64th ISI World Statistics Congress

64th ISI World Statistics Congress

Controlling drift when extending index series of consumer price change over time

Abstract

The Consumer Price Index (CPI) is widely used as the most important indicator of inflation, which is intended as a 12-month rate of price change in overall consumer expenditure. The CPI is going through a series of rapid transformations as national statistical institutes (NSIs) are acquiring transaction data sets containing product sales from retail chains. The availability of both consumer expenditures and sold product quantities in these large data sets allows NSIs to increase the accuracy of their inflation figures, as a result of both a huge increase in product sample size and a shift towards investigating and using more refined index methods.
The use of transaction data in the CPI poses numerous new challenges. Price changes that are compiled each month with newly available data have to be linked to a price index of a previous month in order to extend an index series to the current month.

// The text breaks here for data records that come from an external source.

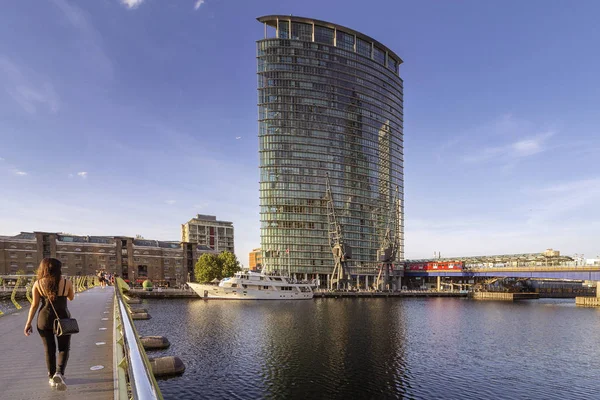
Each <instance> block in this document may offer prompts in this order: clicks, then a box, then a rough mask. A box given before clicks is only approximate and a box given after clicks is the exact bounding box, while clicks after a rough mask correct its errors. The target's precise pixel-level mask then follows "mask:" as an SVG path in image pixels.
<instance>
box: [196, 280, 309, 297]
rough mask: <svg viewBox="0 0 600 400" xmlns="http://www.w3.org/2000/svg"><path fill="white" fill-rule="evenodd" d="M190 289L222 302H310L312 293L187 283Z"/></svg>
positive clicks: (206, 296) (196, 293)
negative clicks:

Traditional bilateral index methods are not well suited to handle variability in both prices and sold quantities and are sensitive to drift; that is, different linking strategies lead to different results regarding price change. Multilateral methods have the advantage of being transitive on fixed time windows, but unfortunately this property is lost once index series calculated on successive time windows are linked, so that drift in extended multilateral index series cannot be excluded either. However, a huge benefit of multilateral methods is the richer number of variables for extending index series, which enhances the possibilities of controlling drift.
This paper presents the results of an extensive comparative study, which makes use of a large sample of transaction data sets that cover over 15 percent of the total weight in the Dutch CPI. Numerous index extension methods are compared, which vary both in the length of the time window (13 and 25 months), linking month and index in the linking month (published or recalculated). Linking 12-month rates of change on indices published 12 months ago yields very accurate inflation figures when using 25-month windows, but short-term changes may be inaccurate. Linking on the most recent recalculated indices of around six months ago produces index series with accurate short-term and 12-month rates of change, even with 13-month windows for most product aggregates. Further improvements for detailed product aggregates can be obtained by optimising the choice of window length and linking month, which however become negligible at higher aggregate product levels and headline inflation.